In his budget proposal for 2016-17, Republican Gov. Rick Scott recommends equal funding — and more dollars than this year — for both charter and traditional public schools: $75.2 million for each. It’ll be up to lawmakers, though, to decide how much to put in their budget.
Charter schools can’t rely on local property taxes to pay for capital expenses, as traditional public schools can. They don’t automatically get capital funding; a charter school has to have a good track record and exist for at least three years before it’s eligible.
Arza said parents choose to send their children to charter schools because traditional schools either don’t pass muster or don’t offer the types of opportunities that parents want, and he said lawmakers shouldn’t stifle that demand.
“If you don’t fund the facilities you are in essence, capping parental choice at school,” he said.
THERE SEEMS TO BE AN OVER-CONCENTRATION ON CHOICE RATHER THAN A FOCUS ON MAKING REGULAR NEIGHBORHOOD SCHOOLS BETTER.
State Rep. Reggie Fullwood, D-Jacksonville
But teachers and Democratic lawmakers argue that charter schools often replicate traditional public schools — rather than providing true alternatives — and by restricting funding for traditional public schools, it perpetuates their decline.
“There seems to be an over-concentration on choice rather than a focus on making regular neighborhood schools better,” said Jacksonville Rep. Reggie Fullwood, the ranking Democrat on the House Education Committee.
Some education advocates also expressed concerns about further funding charter schools with capital dollars because of a recent Associated Press analysis. It found, of more than $760 million from state taxpayers since 2000, schools in 30 districts shuttered their doors after receiving as much as $70 million.
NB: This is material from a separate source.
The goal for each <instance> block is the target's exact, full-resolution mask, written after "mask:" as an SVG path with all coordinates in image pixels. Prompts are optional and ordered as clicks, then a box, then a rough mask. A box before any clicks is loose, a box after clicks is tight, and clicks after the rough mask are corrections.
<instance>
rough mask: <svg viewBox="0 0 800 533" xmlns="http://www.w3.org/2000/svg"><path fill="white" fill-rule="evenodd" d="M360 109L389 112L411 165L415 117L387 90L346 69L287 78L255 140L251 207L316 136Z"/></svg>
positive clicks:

School districts often couldn’t recoup that money because it had been spent on rent or other intangible costs, rather than property or equipment that would otherwise revert back to the district.
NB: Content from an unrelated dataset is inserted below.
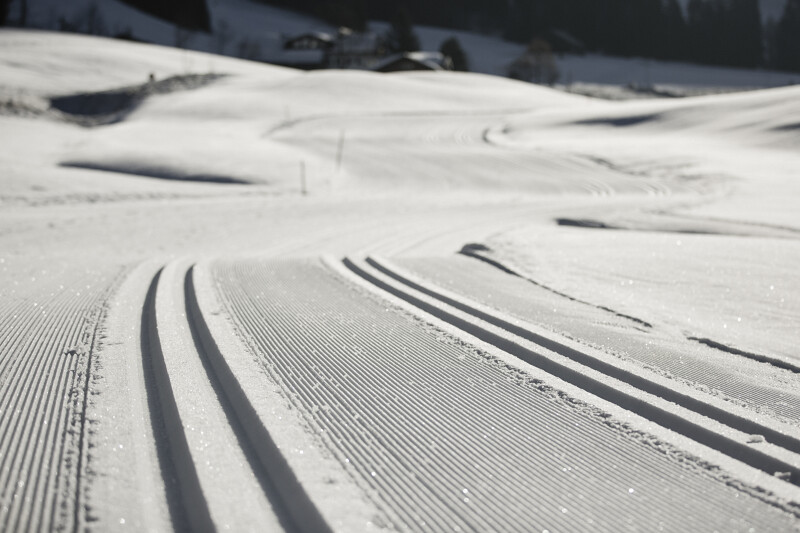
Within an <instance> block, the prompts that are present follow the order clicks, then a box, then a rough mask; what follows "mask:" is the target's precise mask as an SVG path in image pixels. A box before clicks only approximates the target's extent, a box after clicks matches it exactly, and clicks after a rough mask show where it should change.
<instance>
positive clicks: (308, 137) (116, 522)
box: [0, 30, 800, 532]
mask: <svg viewBox="0 0 800 533" xmlns="http://www.w3.org/2000/svg"><path fill="white" fill-rule="evenodd" d="M0 70H2V72H3V77H2V79H0V143H2V146H3V149H2V150H0V184H2V187H0V331H2V335H1V336H0V412H1V413H2V418H0V530H2V531H21V530H56V529H58V530H62V529H63V530H84V529H87V530H95V531H114V530H135V531H139V530H152V531H163V530H171V529H176V530H184V529H188V530H224V529H229V530H233V531H246V530H251V531H263V530H267V531H342V532H351V531H366V530H400V531H551V532H554V531H620V530H629V531H655V530H664V531H715V530H716V531H795V530H797V529H798V528H800V489H799V488H798V486H799V485H800V392H799V391H800V354H798V351H797V346H798V345H800V328H798V326H797V324H798V323H800V303H798V300H797V294H800V276H798V275H797V271H796V268H797V265H798V264H800V209H798V208H800V205H799V203H798V202H799V200H798V199H800V184H798V169H800V150H798V148H800V88H798V87H784V88H775V89H768V90H761V91H752V92H747V93H737V94H727V95H714V96H704V97H697V98H685V99H679V100H649V101H632V102H608V101H601V100H593V99H589V98H585V97H582V96H577V95H572V94H567V93H564V92H561V91H556V90H551V89H547V88H543V87H538V86H534V85H530V84H523V83H518V82H513V81H510V80H506V79H502V78H497V77H492V76H488V75H484V74H458V73H441V72H438V73H413V74H411V73H409V74H391V75H382V74H374V73H367V72H354V71H317V72H310V73H303V72H299V71H293V70H289V69H283V68H278V67H272V66H269V65H264V64H257V63H249V62H244V61H239V60H234V59H231V58H225V57H221V56H212V55H209V54H205V53H202V52H190V51H180V50H175V49H170V48H162V47H158V46H154V45H144V44H135V43H128V42H121V41H113V40H106V39H100V38H95V37H87V36H79V35H67V34H56V33H48V32H44V31H23V30H3V31H0ZM150 74H153V76H154V79H153V80H152V81H150V80H149V77H150Z"/></svg>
“As a taxpayer, I say, ‘Wait, just a minute,’ ” said Andrea Messina, executive director for the Florida School Boards Association. “There are a number of pieces in there that push up against what we say is important when we’re using taxpayer dollars.”
It’s those concerns that Republican lawmakers want to address through legislation this session that would add more accountability for private entities seeking to start charter schools, while also offering an avenue that could make it easier for them to set up shop.
“I’m always in favor of making sure when public money is used, that we have a careful eye on how that money is being used to make sure that it doesn’t disappear,” said Sen. Don Gaetz, R-Niceville, chairman of the Senate education budget committee.
Republican lawmakers in the House, specifically, want to establish a Florida Institute for Charter School Innovation to help charter school operators submit solid applications to better navigate the approval process.
The bill also proposes sanctions — the waiving of administrative fees charter schools ordinarily pay school districts — to crack down on districts, like Palm Beach and St. Lucie counties, that try to limit the proliferation of charter schools.
“There are school districts trying to fight parental choice and want to protect the school district bureaucracy. When you see these laws that come out, it’s a reaction to that,” Arza said.
Representatives for traditional public schools said education is not a competitive business in which traditional schools have a “monopoly,” as Arza calls it. Rather, they argue, the state has an obligation to protect and enhance the quality of public education, regardless of the provider, and they say some charter schools haven’t cut it.
“A typical public school and school districts welcome accountability and they’re not opposed to choice,” Messina said. “They just want them to have the same accountability for academic and fiscal things.”